Cynicism is high among the public if the latest opinion poll conducted for the CyBC is anything to go by. According to the poll conducted by IMR and the University of Nicosia, 28 per cent believe corruption is the most important problem facing Cyprus today and the majority do not see us getting rid of it.
Some 52 per cent of respondents agreed with the view that “Cyprus is a country where corruption will always exist,” while 39 per cent believed Cyprus “can become a country without corruption.” It was a show of no confidence for our political establishment, which, according to the majority of the people, is incapable of ridding the country of the most important problem it faces, more important than the pandemic and the Cyprus problem.
This lack trust in our ruling elite, was reflected in the low approval ratings recorded in the poll for the top politicians. President Anastasiades’ received an approval rating of 34 per cent for the way he performed his duties and just 28 per cent for the way he is governing the country and his handling of the Cyprus problem. Of the party leaders, only the new Greens chief, Charalambos Theopemptou had an approval rating higher than 50 per cent, probably because he is still an outsider, still not a fully-fledged member of the political leadership.
Even greater cynicism, understandably, was displayed in the way people view the Cyprus problem, which is no longer even regarded as one of the most important problems facing the country – corruption, the pandemic and the economy are above it. Eighty-one per cent believe we are no closer to settlement than we were a year ago (when we were not close at all) and just 13 per cent believe next month’s five-party conference will have positive results.
None of this could be a surprise. Our politicians foster this pessimism and cynicism with their actions. Is it any wonder that more than half the population believes there will always be corruption, despite the grandstanding on the issue by the opposition parties and the host of measures recently announced by the government to combat it? Most people, quite clearly, do not believe what the politicians are telling them about fighting corruption, let alone trust them to do something about it.

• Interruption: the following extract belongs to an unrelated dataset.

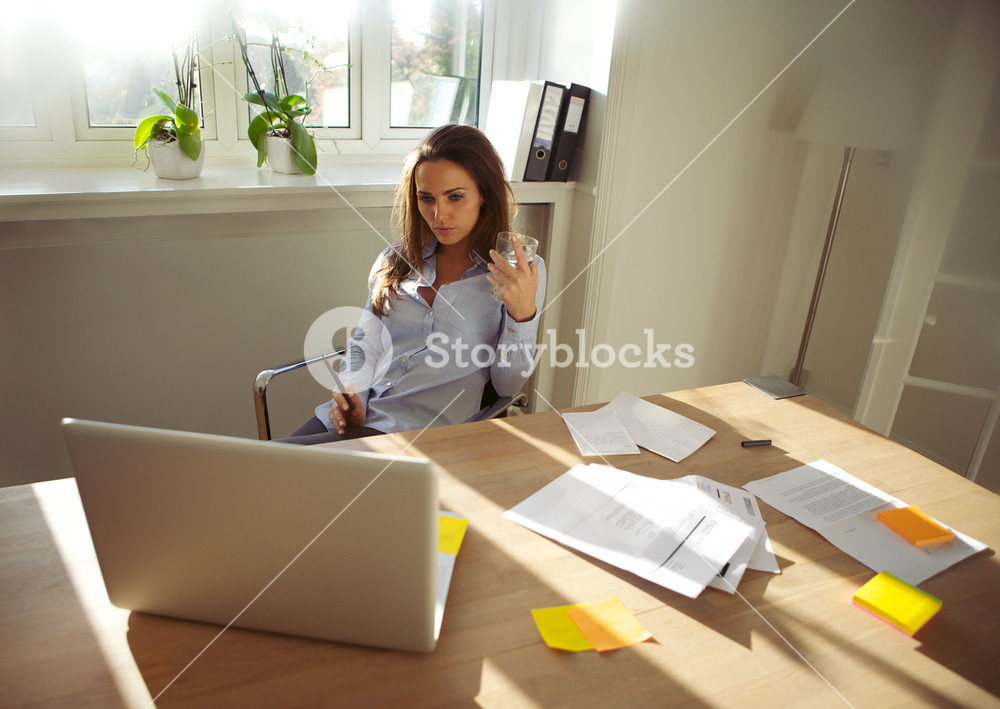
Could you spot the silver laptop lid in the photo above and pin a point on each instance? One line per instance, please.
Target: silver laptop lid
(316, 542)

The same applies to the Cyprus problem. People have given up on it, not hoping or expecting anything to happen. Although the poll did not ask ‘why’ we suspect that Turkish intransigence is not the only reason. In the same way people do not trust them to eliminate corruption, they do not trust them to solve the Cyprus problem. Perhaps the next CyBC poll could enlighten us further by asking people why they do not trust the political establishment to do anything about corruption?